Ogni grande saga imprenditoriale ha il suo mito fondativo, e quella di Netflix inizia, nella sua versione pubblicamente tramandata, con una videocassetta restituita in ritardo a un videonoleggio: a metà degli anni ’90, Reed Hastings era un trentacinquenne che aveva appena venduto con profitti milionari la sua software company, Pure, ed era anche un fan di Apollo 13, il film del 1995 diretto da Ron Howard e ispirato alla storia della celebre missione abortita della Nasa. Un giorno, Hastings si dimenticò di riportare in tempo la sua copia del lungometraggio al negozio Blockbuster da cui noleggiava i film, e si vide così costretto a pagare una penale di 40 dollari. Questo – ha raccontato in diverse interviste anni dopo, ripensando a quei tempi – l’ha portato a riflettere sulle possibilità offerte dall’incipiente mercato dei dvd, allora un formato ancora pionieristico e poco diffuso.
Il co-fondatore (ed ex ceo) di Netflix Marc Randolph ha obiettato sulla precisione storiografica di questo racconto mitico, ma non è importante: quel che conta è che il 14 aprile del 1998, vent’anni fa, la piccola startup californiana di Hastings e Randolph ha aperto il sito Netflix.com, dove si poteva, per la prima volta, noleggiare film in formato dvd, che arrivavano per posta entro due o tre giorni lavorativi (Hastings aveva personalmente testato il servizio di spedizione, inviandosi un cd a domicilio in una busta blu). Se quindici anni prima si cantava che Video Killed the Radio Star, Netflix alla fine degli anni ’90 aveva iniziato una lunga ma inesorabile procedura di liquidazione dei videonoleggi: Blockbuster farà ricorso al Chapter 11 americano, quello della bancarotta, nel 2010, per eclissarsi per sempre tre anni dopo.

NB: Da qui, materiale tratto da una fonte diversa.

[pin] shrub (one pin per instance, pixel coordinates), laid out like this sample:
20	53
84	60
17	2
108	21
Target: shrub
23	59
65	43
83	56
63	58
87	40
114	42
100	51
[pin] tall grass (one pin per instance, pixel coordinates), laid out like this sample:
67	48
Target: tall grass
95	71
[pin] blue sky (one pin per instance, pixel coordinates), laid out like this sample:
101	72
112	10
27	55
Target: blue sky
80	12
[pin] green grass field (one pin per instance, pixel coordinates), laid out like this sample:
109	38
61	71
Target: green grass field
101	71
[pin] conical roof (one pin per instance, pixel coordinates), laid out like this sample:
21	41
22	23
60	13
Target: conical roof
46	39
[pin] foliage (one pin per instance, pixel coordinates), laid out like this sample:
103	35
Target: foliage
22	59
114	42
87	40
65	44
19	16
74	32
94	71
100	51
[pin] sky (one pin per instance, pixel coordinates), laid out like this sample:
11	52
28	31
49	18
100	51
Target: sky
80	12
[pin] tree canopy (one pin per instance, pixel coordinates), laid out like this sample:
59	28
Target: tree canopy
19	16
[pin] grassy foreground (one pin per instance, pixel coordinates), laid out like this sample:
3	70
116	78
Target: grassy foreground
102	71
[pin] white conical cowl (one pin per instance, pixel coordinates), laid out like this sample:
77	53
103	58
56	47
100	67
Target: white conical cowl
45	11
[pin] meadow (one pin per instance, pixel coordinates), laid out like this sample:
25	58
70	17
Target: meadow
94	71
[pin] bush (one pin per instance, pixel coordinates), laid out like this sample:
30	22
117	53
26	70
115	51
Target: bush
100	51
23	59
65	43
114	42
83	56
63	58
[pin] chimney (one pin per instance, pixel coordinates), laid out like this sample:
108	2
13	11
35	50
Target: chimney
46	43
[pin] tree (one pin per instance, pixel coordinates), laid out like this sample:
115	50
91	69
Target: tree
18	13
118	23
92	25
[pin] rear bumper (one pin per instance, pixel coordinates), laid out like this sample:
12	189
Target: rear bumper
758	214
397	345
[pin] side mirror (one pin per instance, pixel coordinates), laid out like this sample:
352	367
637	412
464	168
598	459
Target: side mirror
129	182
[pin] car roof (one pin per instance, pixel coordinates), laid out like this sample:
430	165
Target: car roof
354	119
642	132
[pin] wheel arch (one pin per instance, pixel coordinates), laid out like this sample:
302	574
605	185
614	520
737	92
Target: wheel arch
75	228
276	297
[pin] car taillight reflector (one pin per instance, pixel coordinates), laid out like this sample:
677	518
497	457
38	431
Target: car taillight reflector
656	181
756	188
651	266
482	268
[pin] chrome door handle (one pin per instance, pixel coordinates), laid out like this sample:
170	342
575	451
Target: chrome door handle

La strada scritta nel destino di Netflix.com (inizialmente, alla fondazione nel 1997, si chiamava Kibble) però era tutt’altro che in discesa. Certo, il giorno del debutto i suoi 30 impiegati avevano assistito a un inaspettato crash dei server del servizio, ma da allora in poi la concorrenza – fiutato l’affare – ha preso le misure del nuovo arrivato, e messo a punto la contraerea: negli anni seguenti Walmart è entrato nel mercato del noleggio per via postale, e poi Apple e Amazon hanno investito nei primi servizi di download di contenuti on demand. La situazione era diventata così critica che, dalla fine degli anni ’90 al primo decennio del Duemila, il topos del fallimento di Netflix si era tramutato in un luogo comune dell’industria dell’intrattenimento, tanto che lo stesso Reed Hastings commentava dicendo “ci abbiamo fatto il callo”.
A gennaio del 2007, però, Netflix ha estratto il suo coniglio dal cilindro, cambiando per sempre la storia dell’intrattenimento e il mercato del cinema e della televisione. È bastato offrire un piccolo extra per i suoi clienti: sei ore di contenuti in bassa qualità da guardare sullo schermo del computer, in streaming. Vale la pena rileggere le parole con cui il New York Times descriveva il decisivo cambio di rotta di quei giorni, con un vocabolario che oggi suona così distante da sembrare fatto di strani arcaismi.
Martedì, il sig. Hastings inizierà a rispondere alle domande [sulla sopravvivenza di Netflix]. Netflix introdurrà un servizio che recapiterà film e serie tv direttamente sui computer degli utenti, non sotto forma di download ma come video in streaming, che non viene archiviato nella memoria del computer. Il servizio, che è gratuito per gli abbonati Netflix, vuole garantire alla compagnia un’occasione nel mondo embrionale della distribuzione di film su Internet.
Sappiamo tutti com’è andata: oggi Netflix è visibile il 190 Paesi, ha 117 milioni di abbonati alla sua piattaforma in tutto il mondo, impiega poco meno di 6000 persone ed è valutata 135 miliardi di dollari. Se l’aneddoto di Hastings dovesse rivelarsi vero, quella pagata per quella copia di Apollo 13 sarebbe con ogni probabilità la penale più fruttuosa della storia.